WILLIAM OSCAR HEARN. Disease, accident, ordinary sickness_ "the thousand natural shocks that flesh is heir to"_render necessary in every community good drugs and medicants in sufficient quantities to meet requirements and within easy reach when they are needed, which is often with the utmost haste. The men who deal in these indispensable articles, and deal squarely with the public in handling them, are public benefactors and entitled to high consideration from those who are the beneficiaries of their enterprise.
For this reason, and because of his excellent character as a man, his public spirit and progressiveness as a citizen, his engaging social qualities and his ample and up-to-date provision for the wants of the people in his lines of trade, William O. Hearn, one of the successful and capable druggists of Carbondale, is held in the highest esteem by the residents of the city and the county of Jackson in which it is located. He has been connected with the drug trade in the city but seven years, and merchandising in it on his own account but one, but he has won their confidence by his ability in his chosen line of work and his integrity and square dealing in all his transactions with them.
Mr. Hearn was born in Carbondale, on April 30, 1881, and is a son of William L. and Mary (Pulley) Hearn. The father is a contractor and builder, and the evidences of his skill and capacity in his line of work are to be found in all parts of the city in residence and business structures, and also in some of the more pretentious works of public improvement put up for the enlarged comfort and convenience of the people. He takes a great interest in the growth and progress of the
city and county, and is always willing to do all he can to aid in promoting this and providing for the general welfare of the community in every way.
The son received a high-school education, and after being graduated therefrom studied pharmacy at the State University in Chicago, from which he was graduated in 1904. He then returned to his native city and began his business career as a clerk with E. K. Porter. On May 1, 1910, he purchased the E. S. Patten Drug Store, now known as "The Hearn Drug Store," and that name has become synonymous with excellence in goods, skill in pharmacy and uprightness in dealing. This was the first drug store established in Carbondale.
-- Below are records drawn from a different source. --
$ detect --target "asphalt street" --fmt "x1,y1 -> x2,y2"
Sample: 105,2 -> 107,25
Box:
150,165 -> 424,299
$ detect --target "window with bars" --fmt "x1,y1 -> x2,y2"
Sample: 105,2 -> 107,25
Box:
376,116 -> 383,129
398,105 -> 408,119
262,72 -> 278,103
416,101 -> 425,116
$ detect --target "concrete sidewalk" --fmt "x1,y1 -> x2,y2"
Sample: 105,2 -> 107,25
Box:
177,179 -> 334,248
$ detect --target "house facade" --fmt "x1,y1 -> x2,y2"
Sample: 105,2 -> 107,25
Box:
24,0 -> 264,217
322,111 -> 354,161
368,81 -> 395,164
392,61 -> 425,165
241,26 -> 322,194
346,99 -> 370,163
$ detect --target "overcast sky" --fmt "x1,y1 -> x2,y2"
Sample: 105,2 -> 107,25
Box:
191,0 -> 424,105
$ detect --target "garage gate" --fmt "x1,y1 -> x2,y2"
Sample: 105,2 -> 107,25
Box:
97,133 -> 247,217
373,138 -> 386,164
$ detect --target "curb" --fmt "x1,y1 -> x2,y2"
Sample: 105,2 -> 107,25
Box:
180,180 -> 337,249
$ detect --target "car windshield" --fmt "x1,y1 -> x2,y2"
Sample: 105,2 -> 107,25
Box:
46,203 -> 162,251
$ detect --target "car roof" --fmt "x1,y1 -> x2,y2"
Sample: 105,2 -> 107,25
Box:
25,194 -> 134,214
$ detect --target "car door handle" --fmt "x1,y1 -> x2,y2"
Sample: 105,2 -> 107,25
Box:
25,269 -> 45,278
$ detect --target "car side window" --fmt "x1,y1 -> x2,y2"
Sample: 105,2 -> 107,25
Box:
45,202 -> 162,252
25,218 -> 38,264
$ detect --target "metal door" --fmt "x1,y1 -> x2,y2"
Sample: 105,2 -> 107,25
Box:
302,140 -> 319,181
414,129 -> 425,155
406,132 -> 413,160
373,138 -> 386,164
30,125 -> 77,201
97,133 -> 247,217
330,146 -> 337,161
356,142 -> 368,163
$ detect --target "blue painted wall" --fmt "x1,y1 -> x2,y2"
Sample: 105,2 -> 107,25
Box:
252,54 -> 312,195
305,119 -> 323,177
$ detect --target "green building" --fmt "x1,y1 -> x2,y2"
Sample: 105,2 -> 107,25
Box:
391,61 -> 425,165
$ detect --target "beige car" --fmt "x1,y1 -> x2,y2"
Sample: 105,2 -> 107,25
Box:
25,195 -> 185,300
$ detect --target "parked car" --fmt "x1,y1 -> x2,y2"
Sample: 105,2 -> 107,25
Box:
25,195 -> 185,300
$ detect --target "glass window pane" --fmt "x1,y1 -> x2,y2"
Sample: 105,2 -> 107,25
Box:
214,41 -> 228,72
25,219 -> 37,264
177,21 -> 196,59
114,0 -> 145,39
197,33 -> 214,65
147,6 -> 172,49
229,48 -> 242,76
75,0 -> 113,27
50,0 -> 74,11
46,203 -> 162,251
It is to be said to the credit of Mr. Hearn that although he is still a young man in years and much younger, even, in business, he is very enterprising both in studying the wants of the community and in providing for them; and also that he is not only skillful but conscientious in the application of his science to the practical requirements of his trade. His prescription department is directly under his personal supervision at all times, and is all that full knowledge and the utmost care can make it in the purity of its drugs and the manner in which they are compounded.
On June 21, 1905, Mr. Hearn was united in marriage with Miss Jennie S. Hill, a daughter of W. S. Hill, editor of the Southern Illinois Herald, one of the wide-awake and progressive newspapers published in Carbondale. Mr. Hearn is a deacon in the Christian church and the secretary of its Sunday-school. Fraternally he is a Freemason, a Modern Woodmen of America and a Knight of Pythias, and at this time (1911) is chancellor commander of his lodge in the order last named.